Yeah, I’m low on content tonight. Feel free to add.

Morning Report

Vital Statistics:

Last Change Percent
S&P Futures 1326.3 6.1 0.46%
Eurostoxx Index 2455.9 34.730 1.43%
Oil (WTI) 100.68 1.280 1.29%
LIBOR 0.5531 -0.004 -0.63%
US Dollar Index (DXY) 79.148 -0.328 -0.41%
10 Year Govt Bond Yield 1.96% -0.03%

Futures are higher this morning on strength in Europe and the Fed’s comments.  To be honest, I found yesterday’s language in the FOMC statement to be equity-bearish. They committed to lower interest rates until late 2014, took down GDP estimates, and made scant mention of the recent signs of an accelerating economy.  The Fed looks at economic indicators that are not made public, so we can’t know exactly what they are seeing.  Perhaps their models are telling them that these recent strong data points have been spurious.

I like to listen to conference calls from companies reporting earnings.  And while it is tough to quantify and model body language, it does give a view of the economy going forward.  Apple’s report certainly speaks of a stronger consumer.  The homebuilders have been increasing backlog and activity. United Rentals reported last night a 27% increase in revenues in Q4 and a utilization rate of 69% for FY11, a company record.  While you can object that URI’s numbers are coming from a weak base, you can’t dispute the direction.

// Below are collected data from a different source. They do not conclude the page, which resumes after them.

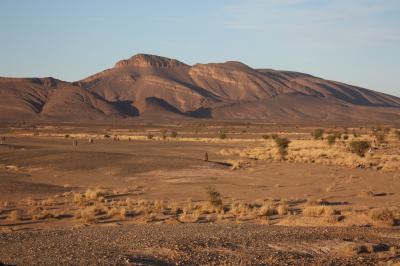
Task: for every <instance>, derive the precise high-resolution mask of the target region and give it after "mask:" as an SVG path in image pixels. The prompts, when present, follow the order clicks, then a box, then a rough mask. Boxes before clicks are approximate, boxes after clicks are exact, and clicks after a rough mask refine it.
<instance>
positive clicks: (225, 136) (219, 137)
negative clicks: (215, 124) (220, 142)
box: [219, 132, 228, 139]
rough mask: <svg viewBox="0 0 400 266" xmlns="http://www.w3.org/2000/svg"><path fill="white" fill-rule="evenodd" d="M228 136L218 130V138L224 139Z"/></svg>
mask: <svg viewBox="0 0 400 266" xmlns="http://www.w3.org/2000/svg"><path fill="white" fill-rule="evenodd" d="M227 137H228V136H227V135H226V133H225V132H220V133H219V138H220V139H226V138H227Z"/></svg>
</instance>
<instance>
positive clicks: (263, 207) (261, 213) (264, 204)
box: [258, 202, 278, 216]
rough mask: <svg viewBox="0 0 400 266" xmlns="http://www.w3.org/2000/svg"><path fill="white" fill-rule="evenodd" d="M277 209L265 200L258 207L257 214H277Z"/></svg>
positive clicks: (262, 215)
mask: <svg viewBox="0 0 400 266" xmlns="http://www.w3.org/2000/svg"><path fill="white" fill-rule="evenodd" d="M277 213H278V211H277V209H276V208H275V207H274V206H273V205H272V204H271V203H269V202H265V203H264V204H263V205H262V206H261V207H260V208H259V209H258V215H260V216H272V215H275V214H277Z"/></svg>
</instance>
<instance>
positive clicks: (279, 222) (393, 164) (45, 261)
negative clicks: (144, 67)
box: [0, 123, 400, 265]
mask: <svg viewBox="0 0 400 266" xmlns="http://www.w3.org/2000/svg"><path fill="white" fill-rule="evenodd" d="M165 130H167V131H165ZM313 130H314V129H313V128H306V127H295V126H292V127H284V126H279V127H278V126H276V125H275V126H274V125H251V124H247V125H238V124H215V123H212V124H211V123H210V124H202V125H191V124H178V125H174V126H166V125H153V124H147V125H133V126H132V127H129V128H118V127H114V126H112V125H109V126H107V127H104V126H98V125H72V124H69V125H65V124H64V125H39V126H35V127H32V126H29V125H25V126H22V127H21V126H15V125H14V126H7V127H3V128H2V129H1V131H0V135H1V136H6V140H5V142H4V143H3V144H2V145H0V201H1V202H0V203H1V206H0V232H1V233H0V246H1V248H0V262H3V263H5V264H11V265H29V264H40V265H54V264H67V265H96V264H100V265H110V264H112V265H127V264H128V265H129V264H131V265H169V264H179V265H188V264H190V265H193V264H198V265H204V264H205V265H220V264H229V265H237V264H246V265H250V264H251V265H254V264H256V265H260V264H263V265H265V264H266V265H299V264H319V265H352V264H354V265H356V264H357V265H376V264H379V263H382V264H383V265H391V263H392V264H394V263H396V262H397V263H399V252H398V249H399V248H400V245H399V242H400V241H399V237H400V236H399V230H398V227H399V219H400V216H399V213H400V212H399V208H400V206H399V202H400V194H399V191H400V172H399V170H398V168H397V167H399V166H400V164H398V163H397V162H399V161H398V157H397V156H398V155H399V148H400V146H399V140H398V139H397V137H396V131H395V130H392V131H390V133H388V134H387V136H386V139H385V141H384V142H383V143H377V142H376V141H375V139H374V137H373V136H372V135H371V133H370V131H371V130H370V129H368V128H365V127H362V128H360V127H357V128H347V129H342V128H336V129H332V130H336V131H348V132H347V133H346V134H345V135H348V139H343V138H340V139H339V140H337V141H336V143H335V144H334V145H328V144H327V143H326V138H327V135H328V134H325V136H324V137H325V140H314V139H312V137H311V135H310V132H312V131H313ZM328 130H329V129H326V132H327V131H328ZM173 131H176V132H177V133H178V136H177V137H171V132H173ZM350 132H351V133H350ZM149 133H150V134H151V135H152V136H151V137H149ZM163 134H164V135H166V137H165V138H163ZM266 134H267V135H268V139H265V138H266V137H265V135H266ZM273 134H278V135H279V136H281V137H286V138H289V139H290V140H291V144H289V149H288V155H287V160H284V161H282V160H280V159H279V156H278V157H277V155H276V150H274V149H276V147H275V142H274V140H272V137H273ZM343 134H344V133H343ZM172 135H173V134H172ZM222 135H226V138H225V137H221V136H222ZM262 136H264V137H262ZM149 138H151V139H149ZM89 139H92V143H90V142H89ZM354 140H368V141H371V143H374V145H373V151H372V152H369V153H368V154H366V156H365V157H362V158H361V159H353V158H357V157H354V156H356V155H354V154H353V153H352V152H351V151H349V150H348V145H349V143H350V142H351V141H354ZM75 141H77V146H74V145H73V143H74V142H75ZM321 150H325V152H324V153H323V154H322V155H321V152H320V151H321ZM205 152H207V153H208V157H209V160H208V161H204V155H205ZM349 158H350V161H354V160H356V161H357V164H354V165H353V164H349V163H348V161H349ZM358 160H359V161H358ZM388 162H389V163H390V164H389V163H388ZM388 165H390V167H388ZM207 186H212V187H213V188H214V189H215V190H214V192H217V194H219V193H220V195H217V196H216V198H214V199H213V198H210V193H208V194H207V192H206V190H205V188H206V187H207ZM214 196H215V195H214ZM219 199H220V200H221V201H222V203H221V204H219V203H218V202H217V201H218V200H219ZM213 200H214V201H213Z"/></svg>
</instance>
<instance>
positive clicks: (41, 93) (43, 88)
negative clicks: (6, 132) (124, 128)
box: [0, 78, 124, 121]
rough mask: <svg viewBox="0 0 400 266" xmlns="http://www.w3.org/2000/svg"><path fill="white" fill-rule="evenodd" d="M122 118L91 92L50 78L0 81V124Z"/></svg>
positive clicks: (6, 78)
mask: <svg viewBox="0 0 400 266" xmlns="http://www.w3.org/2000/svg"><path fill="white" fill-rule="evenodd" d="M107 117H108V118H123V117H124V115H123V113H122V112H121V111H119V110H118V108H117V107H115V106H113V105H112V104H110V103H108V102H107V101H106V100H104V99H102V98H99V97H98V96H96V95H94V94H92V93H91V92H89V91H87V90H85V89H83V88H81V87H78V86H73V85H71V84H70V83H67V82H63V81H60V80H56V79H53V78H42V79H40V78H33V79H12V78H0V120H33V119H34V120H36V119H44V120H66V121H76V120H82V121H85V120H96V119H105V118H107Z"/></svg>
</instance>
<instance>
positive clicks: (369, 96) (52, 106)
mask: <svg viewBox="0 0 400 266" xmlns="http://www.w3.org/2000/svg"><path fill="white" fill-rule="evenodd" d="M0 96H1V97H0V111H1V113H0V119H2V120H4V119H5V118H9V119H11V120H21V119H45V120H46V119H52V120H62V121H66V120H68V121H69V120H78V121H79V120H101V119H122V118H134V117H137V116H139V117H142V118H143V119H150V120H154V119H160V118H173V119H182V118H208V119H223V120H243V119H245V120H260V121H273V122H280V121H282V122H292V121H293V122H302V121H359V122H368V121H374V122H396V123H400V98H397V97H395V96H390V95H387V94H383V93H379V92H375V91H371V90H367V89H363V88H360V87H356V86H351V85H347V84H344V83H340V82H335V81H329V80H324V79H321V78H317V77H314V76H311V75H307V74H303V73H298V72H290V71H277V70H272V69H253V68H251V67H249V66H247V65H245V64H243V63H240V62H234V61H229V62H225V63H211V64H195V65H193V66H189V65H187V64H185V63H182V62H180V61H177V60H175V59H169V58H165V57H160V56H155V55H146V54H138V55H135V56H132V57H131V58H129V59H127V60H121V61H119V62H117V63H116V64H115V66H114V67H113V68H111V69H108V70H105V71H102V72H100V73H97V74H95V75H92V76H90V77H88V78H85V79H83V80H80V81H77V82H74V83H68V82H63V81H60V80H56V79H52V78H44V79H10V78H0Z"/></svg>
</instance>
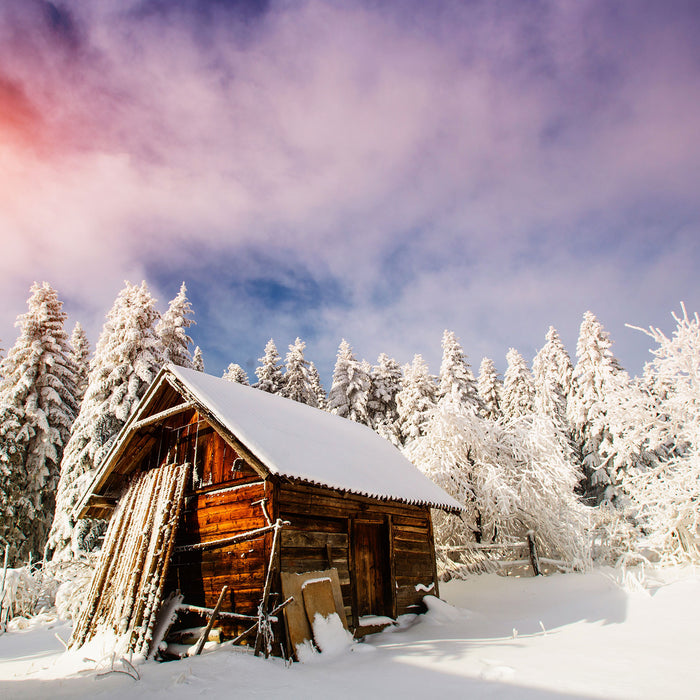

One thing is for sure, the Fed wants you out of Treasuries.  They are giving you a good bid to exit the long end of the curve.  They are telling you (through an explicit inflation target) that they intend for you to make a 0% real rate of return on the 10 year bond.  They are paying you nothing to sit in short term paper.  The Fed wants you buying real estate.  They want you buying stocks.  There is an old saw in the market – “don’t fight the fed.” And that may explain yesterday’s equity rally as much as anything.  Heard on the Street this morning this morning interpreted the statement as “We won’t raise rates until the economy is really going.”  And supposedly that gave equity investors a little comfort to put more money to work.

I guess it is time to figure out where the next bubble is going to be.  6 years of rock-bottom interest rates should be a good base for one.  Farmland. Commodities.  You could make the argument that long term govvies are in bubble territory already.  If we start seeing levered Treasury strategy ETFs and structured notes, you’ll know we have crossed the rubicon.

In economic data this morning, durable goods orders were higher than expected at 3%.  Initial Jobless Claims came in at 377k.  EURIBOR / OIS continues to tighten, down to 78.5 basis points.  20 basis points could be considered “normalcy” in the European banking sector.  Still, it has come in over 21 basis points in 6 weeks.